The Upside: When Senior Debt Behaves as Mezzanine Debt
Posted on: February 20th, 2018
In the world of middle market corporate finance, a lot of focus is placed on transaction layers such as senior debt, mezzanine and equity. Market watchers track the movement of leverage multiples for each of these layers carefully, creating a statistical mindset of what is and isn’t market.
These leverage multiples are usually highly aggregated data points from a large swath of middle market deal sizes across a wide swath of industries.
The truth is that they probably have little relevance to your deal. Often, they create a perception of a sacred level that can’t be passed, lest the deal gods frown upon you.
Given the inherent subjectivity of risk assessment, it’s rare that two lenders will come out at the exact same leverage multiple when proposing on a deal. Some lenders like an industry, while others are repelled.
Some lenders place more value on cash flow growth, while others on assets. The line between debt and equity is blurred one, as one man’s debt multiple is another man’s equity multiple.
Cash flow mezzanine lenders in particular are more apt to call their loans super equity as opposed to sub debt, as the line of demarcation between debt and equity is expedient at best and artificial at worst.
Using them as rigid guidelines to create a layered structure because they are “market” is misguided and may likely cause mis-structuring of your deal.
The key in structuring your deal is to get as much value out of each layer as possible. This is achieved through optimizing the quantum and flexibility of each layer.
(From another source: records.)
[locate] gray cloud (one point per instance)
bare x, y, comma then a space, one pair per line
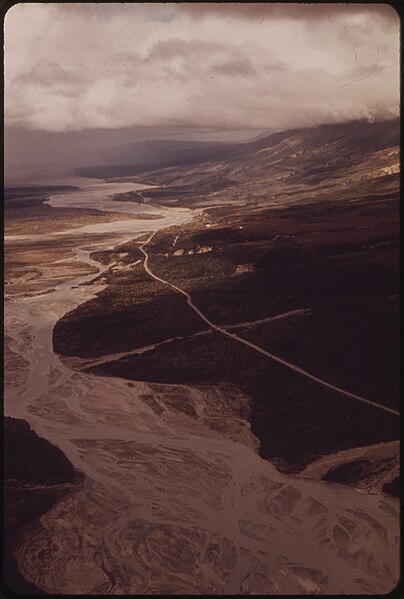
286, 10
46, 72
234, 67
76, 66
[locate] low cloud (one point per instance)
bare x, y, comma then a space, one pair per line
78, 66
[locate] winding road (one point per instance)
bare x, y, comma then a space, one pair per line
253, 346
176, 499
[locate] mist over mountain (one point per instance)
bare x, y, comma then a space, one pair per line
32, 154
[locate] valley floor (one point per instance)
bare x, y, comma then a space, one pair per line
175, 498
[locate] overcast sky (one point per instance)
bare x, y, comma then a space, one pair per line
74, 66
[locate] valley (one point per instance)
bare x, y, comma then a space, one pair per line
203, 460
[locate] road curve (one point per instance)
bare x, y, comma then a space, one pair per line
257, 348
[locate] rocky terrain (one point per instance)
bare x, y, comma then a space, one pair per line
177, 498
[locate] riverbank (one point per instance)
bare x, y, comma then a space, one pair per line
176, 498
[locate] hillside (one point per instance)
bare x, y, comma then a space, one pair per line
311, 160
297, 252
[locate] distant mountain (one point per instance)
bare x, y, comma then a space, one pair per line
134, 158
295, 156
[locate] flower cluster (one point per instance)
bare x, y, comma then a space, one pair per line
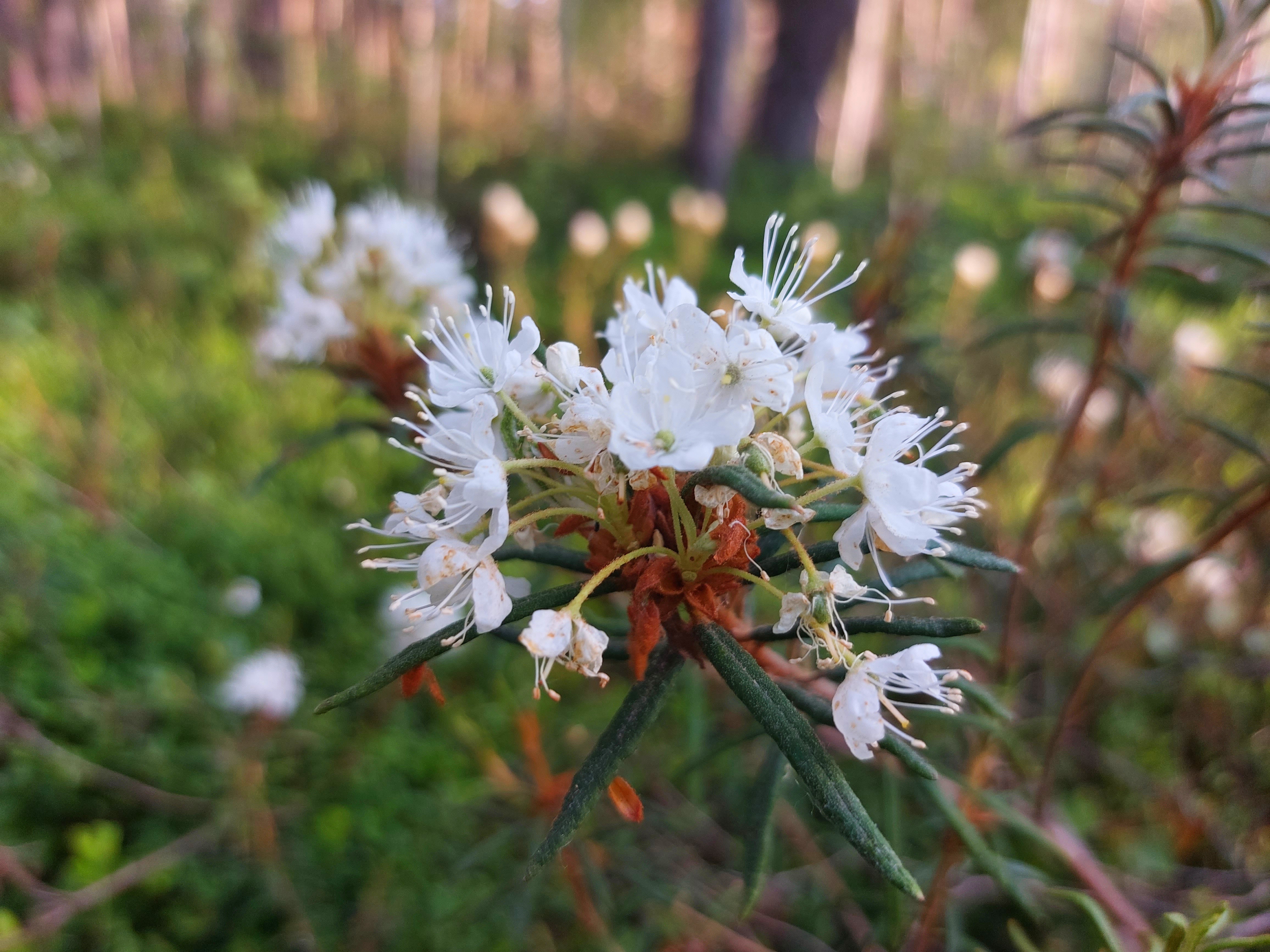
383, 262
674, 461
There is huge value when you can arbitrage these layers and get a senior lender to stretch further into the capital stack. Here are the reasons why.
- Lower cost capital – Senior debt is lower cost than mezzanine debt and will result in lower debt service over the long term, improving your equity returns on the transaction. While principal repayments are required, they can provide long 7 & 10 year terms which make debt service more manageable.
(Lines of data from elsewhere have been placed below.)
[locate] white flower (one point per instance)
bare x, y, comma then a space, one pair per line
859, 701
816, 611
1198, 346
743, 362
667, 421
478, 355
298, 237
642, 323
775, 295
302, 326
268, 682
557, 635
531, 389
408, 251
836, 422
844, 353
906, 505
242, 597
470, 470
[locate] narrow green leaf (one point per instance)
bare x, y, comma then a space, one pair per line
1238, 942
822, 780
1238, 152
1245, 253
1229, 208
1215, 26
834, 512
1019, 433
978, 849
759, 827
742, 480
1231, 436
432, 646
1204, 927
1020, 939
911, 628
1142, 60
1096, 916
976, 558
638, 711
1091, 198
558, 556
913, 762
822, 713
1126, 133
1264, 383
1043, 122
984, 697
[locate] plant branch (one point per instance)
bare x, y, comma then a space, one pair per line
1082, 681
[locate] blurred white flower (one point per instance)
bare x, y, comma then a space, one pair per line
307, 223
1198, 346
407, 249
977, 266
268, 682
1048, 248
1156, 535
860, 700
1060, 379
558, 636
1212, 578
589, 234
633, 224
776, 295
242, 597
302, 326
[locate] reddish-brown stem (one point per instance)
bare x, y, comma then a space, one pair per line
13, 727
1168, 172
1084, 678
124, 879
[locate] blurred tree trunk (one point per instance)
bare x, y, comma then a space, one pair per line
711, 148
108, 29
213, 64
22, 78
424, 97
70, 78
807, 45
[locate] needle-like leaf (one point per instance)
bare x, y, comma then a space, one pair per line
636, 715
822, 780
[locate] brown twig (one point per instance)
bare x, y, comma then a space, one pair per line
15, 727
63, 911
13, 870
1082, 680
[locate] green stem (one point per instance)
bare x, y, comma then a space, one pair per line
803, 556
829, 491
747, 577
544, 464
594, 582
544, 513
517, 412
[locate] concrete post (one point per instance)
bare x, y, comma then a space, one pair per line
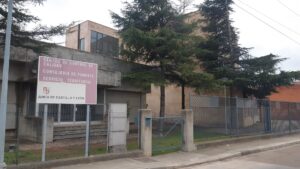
146, 132
188, 130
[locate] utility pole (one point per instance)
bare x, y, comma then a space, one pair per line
3, 101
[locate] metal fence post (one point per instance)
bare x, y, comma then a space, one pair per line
270, 117
225, 106
289, 116
237, 115
87, 131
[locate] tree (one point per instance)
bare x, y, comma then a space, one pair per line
153, 32
225, 58
21, 18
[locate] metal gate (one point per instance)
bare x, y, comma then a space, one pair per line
117, 127
167, 134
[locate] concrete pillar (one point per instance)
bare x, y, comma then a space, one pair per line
146, 132
188, 130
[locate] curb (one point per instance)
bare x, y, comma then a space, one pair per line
241, 139
241, 153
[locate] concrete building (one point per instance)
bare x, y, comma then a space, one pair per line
65, 121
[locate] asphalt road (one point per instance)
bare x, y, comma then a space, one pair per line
285, 158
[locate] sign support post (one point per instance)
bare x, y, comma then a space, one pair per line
44, 141
3, 106
87, 132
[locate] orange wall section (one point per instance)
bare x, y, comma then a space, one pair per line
288, 94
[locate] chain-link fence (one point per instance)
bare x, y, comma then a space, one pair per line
223, 116
167, 134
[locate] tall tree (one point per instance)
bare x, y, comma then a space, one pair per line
225, 58
22, 37
153, 32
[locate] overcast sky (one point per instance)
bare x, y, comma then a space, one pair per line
282, 15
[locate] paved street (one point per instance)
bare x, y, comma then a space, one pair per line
284, 158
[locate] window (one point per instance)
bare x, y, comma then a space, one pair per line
104, 44
81, 44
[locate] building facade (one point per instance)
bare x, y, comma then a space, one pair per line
24, 115
96, 38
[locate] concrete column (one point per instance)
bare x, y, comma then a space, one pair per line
188, 130
146, 132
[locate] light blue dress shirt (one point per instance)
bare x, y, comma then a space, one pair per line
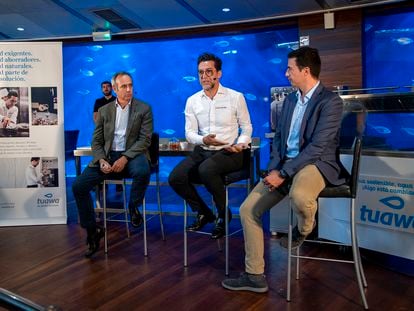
297, 118
121, 123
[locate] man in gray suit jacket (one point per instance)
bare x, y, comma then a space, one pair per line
120, 144
303, 161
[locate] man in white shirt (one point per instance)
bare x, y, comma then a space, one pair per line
218, 123
33, 178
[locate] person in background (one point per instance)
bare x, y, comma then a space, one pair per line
120, 142
106, 88
9, 120
33, 178
218, 123
303, 161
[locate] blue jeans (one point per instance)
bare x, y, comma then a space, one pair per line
205, 167
138, 169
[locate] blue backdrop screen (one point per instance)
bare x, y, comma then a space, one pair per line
165, 74
389, 50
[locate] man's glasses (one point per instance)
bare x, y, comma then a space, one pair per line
207, 72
- Coverage of funding gap – when senior lenders act like mezzanine lender, they provide that extra turn of funding gap, critical to rounding out the full sources of funds. Filling this hard to fill gap has outsized impact on the growth of the company, allowing it to scale rapidly.
- Reporting requirements – Banks can be more relaxed than mezzanine lenders, and dig less into granular business issues. They tend to confine their view to financials, which means less time educating them on operations and business strategy.
- Flexibility with Distributions – Senior lenders look to keep good assets on the books, and allow owner’s flexibility in distributions, once the loan has been reduced to a lower level.
- Low Cost Resource Base – Companies always have a need for funding, regardless of where they are in their lifecycle. Having a strategic relationship with a purveyor of low cost capital is a valuable resource for all phases of business growth.